Longer lives, healthier lives? Patterns of severe health problems and dependency in the last years of life

PI: Bettina Meinow

The relatively healthy period after retirement, the so-called “third age,” lasts longer than it did a few decades ago. Yet, the length of the “fourth age,” a period with poor health and dependence on long-term care (i.e., home-help services or institutional care) before death, remains unclear. The project examines whether this last stage in life has been compressed into a shorter time or whether it has expanded, as more recent cohorts survive longer despite health problems.

We use two approaches to learn more about the fourth age.

First, we will use information from registers such as the Swedish national Social Services Register and the Causes of Death Register to examine long-term care use as an indicator of dependency in the fourth age. We will analyze the entrance into and duration of long-term care use for self-care activities of daily living, examining whether patterns vary by gender, education, civil status, and the age of entrance into long-term care.
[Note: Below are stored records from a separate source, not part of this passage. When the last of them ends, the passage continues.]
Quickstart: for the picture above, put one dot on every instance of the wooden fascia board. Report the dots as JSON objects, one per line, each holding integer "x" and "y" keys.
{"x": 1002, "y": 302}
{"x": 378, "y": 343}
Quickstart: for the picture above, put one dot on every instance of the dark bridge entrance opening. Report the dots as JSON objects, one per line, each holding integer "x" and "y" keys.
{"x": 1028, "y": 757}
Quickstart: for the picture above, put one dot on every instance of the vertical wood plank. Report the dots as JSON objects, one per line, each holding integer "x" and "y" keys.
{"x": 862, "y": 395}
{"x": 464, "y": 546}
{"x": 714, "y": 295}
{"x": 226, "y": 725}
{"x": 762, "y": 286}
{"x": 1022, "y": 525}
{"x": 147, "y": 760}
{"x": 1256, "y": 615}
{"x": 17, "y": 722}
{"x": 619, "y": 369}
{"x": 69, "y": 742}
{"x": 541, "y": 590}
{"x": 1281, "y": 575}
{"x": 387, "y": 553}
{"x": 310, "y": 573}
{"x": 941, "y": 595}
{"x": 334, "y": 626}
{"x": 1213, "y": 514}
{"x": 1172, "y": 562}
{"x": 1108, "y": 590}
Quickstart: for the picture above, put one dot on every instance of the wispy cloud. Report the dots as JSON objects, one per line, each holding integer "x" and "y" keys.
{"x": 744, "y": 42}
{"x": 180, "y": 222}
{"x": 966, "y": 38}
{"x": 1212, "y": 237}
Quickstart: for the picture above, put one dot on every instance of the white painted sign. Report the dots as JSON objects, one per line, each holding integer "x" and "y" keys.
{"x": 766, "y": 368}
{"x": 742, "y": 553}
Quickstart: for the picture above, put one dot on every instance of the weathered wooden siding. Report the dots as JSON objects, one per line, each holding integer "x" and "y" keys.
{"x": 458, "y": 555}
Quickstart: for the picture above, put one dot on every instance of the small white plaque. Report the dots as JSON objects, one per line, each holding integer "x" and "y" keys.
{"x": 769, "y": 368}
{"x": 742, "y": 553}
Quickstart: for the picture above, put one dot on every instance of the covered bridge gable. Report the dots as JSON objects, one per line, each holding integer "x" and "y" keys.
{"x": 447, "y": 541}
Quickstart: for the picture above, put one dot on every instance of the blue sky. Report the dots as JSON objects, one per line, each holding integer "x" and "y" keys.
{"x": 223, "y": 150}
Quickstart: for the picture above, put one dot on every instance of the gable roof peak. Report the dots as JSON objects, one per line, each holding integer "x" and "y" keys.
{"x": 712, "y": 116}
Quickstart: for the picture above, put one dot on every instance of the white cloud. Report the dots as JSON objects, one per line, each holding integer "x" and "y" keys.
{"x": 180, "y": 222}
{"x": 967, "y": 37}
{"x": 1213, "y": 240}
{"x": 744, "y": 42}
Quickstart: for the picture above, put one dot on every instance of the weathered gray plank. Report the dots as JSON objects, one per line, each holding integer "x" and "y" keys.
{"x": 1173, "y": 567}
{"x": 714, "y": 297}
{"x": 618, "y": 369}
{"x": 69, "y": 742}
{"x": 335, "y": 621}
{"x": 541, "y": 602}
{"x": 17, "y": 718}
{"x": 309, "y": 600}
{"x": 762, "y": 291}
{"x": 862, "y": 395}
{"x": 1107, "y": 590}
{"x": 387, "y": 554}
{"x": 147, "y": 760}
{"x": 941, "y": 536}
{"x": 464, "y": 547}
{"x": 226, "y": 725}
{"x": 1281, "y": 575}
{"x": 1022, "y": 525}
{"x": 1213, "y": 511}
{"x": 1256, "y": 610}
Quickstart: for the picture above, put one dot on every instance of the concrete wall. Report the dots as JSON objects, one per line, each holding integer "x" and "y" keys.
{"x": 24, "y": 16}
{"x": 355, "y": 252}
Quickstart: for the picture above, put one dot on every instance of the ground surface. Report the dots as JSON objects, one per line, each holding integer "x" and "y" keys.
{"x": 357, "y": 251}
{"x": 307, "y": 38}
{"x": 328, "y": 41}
Second, we will use health indicators from a nationally representative survey of people aged 70+ (SWEOLD; n=2477) to estimate changes between 2004 and 2014 in how long people can expect, on average, to live in poor health or dependency after the age of 70. Study questions include: Which indicators of poor health were compressed into a shorter period before death? Which expanded and were experienced for a longer period prior to death? Which were experienced for an equally long time but starting at an older age? We will also analyze whether trends differ by gender and educational level.

The results of the study will contribute to our understanding of aging processes over the course of the human life span. The findings will have important implications for estimating future care needs and for the structure and organization of care services.

This project is funded by grants from the Swedish Research Council for Health, Working Life, and Welfare (Forte) and the Swedish Research Council.